NSight Systems 2024.4.1 fails to profile on multi-CPU target machine

After installing NSight Systems 2024.4.1 I’ve run into an issue where starting a profiling session by creating a project and then selecting my dual CPU workstation as the target leads to a communication error message being shown.

After pressing the “More Info …” button I get a message box with the following contents

— start of message box content —

RuntimeError (120) {
OriginalExceptionClass: struct boost::wrapexcept
OriginalFile: C:\dvs\p4\build\sw\devtools\Agora\Rel\QuadD_Main\QuadD\Host\Analysis\LocalWindowsDevice.cpp
OriginalLine: 341
OriginalFunction: class std::shared_ptr __cdecl QuadDAnalysis::LocalWindowsDevice::GetAgentCaps(void)
ErrorText: Agent capabilities request failed: GetLogicalProcessorInformationEx num of cores 72 does not match GetSystemInfo num of cores 36.
}

— end of message box content —

It seems that this version of NSight Systems has a problem with determining the correct amount of cores/threads for this dual 18-core/36 threads CPU machine.

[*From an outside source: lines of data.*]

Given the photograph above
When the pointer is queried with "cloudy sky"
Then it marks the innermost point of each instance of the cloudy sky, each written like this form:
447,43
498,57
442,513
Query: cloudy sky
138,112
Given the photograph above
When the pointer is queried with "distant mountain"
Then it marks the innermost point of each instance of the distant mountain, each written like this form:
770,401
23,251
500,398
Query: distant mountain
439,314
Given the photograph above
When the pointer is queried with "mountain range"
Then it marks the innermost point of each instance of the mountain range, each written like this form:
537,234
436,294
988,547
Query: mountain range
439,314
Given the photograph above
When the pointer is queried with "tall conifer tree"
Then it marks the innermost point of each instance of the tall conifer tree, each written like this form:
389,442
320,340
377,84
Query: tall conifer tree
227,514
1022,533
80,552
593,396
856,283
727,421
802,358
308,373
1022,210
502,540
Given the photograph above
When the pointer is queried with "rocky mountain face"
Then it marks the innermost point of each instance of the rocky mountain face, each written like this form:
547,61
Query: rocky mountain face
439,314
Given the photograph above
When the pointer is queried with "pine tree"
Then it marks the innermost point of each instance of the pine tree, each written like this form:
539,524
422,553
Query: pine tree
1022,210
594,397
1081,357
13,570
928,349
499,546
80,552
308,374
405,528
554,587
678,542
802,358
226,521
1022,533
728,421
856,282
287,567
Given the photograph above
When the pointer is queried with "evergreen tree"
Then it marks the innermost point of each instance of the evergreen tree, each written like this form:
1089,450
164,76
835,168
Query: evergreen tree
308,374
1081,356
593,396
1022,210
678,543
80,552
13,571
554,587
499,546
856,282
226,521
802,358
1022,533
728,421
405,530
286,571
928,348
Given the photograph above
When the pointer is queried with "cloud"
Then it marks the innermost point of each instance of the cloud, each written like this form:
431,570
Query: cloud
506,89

I had to go back to NSight Systems 2023.4.1 before I found a version that would still correctly identify this Workstation and would allow me to profile our CUDA based application.

This workstation is a HP Z8 with two Intel Xeon Gold 6154 CPUs

On another workstation (a HP Z4 with one Intel Xeon W 2145 8 core/16 threads CPU) 2024.4.1 works without this issue, so it seems to be related to multi-socket CPU systems.

@Andrey_Trachenko to respond or reassign.

Thank you for reporting this issue! We are looking at it under an internal bug number 4745040. Looks like most of our multi-socket testing was happening on Linux.

Hi Andrey,

Any updates regarding a fix?

I would like to keep all the systems on the same version of NSight Systems for profiling purposes.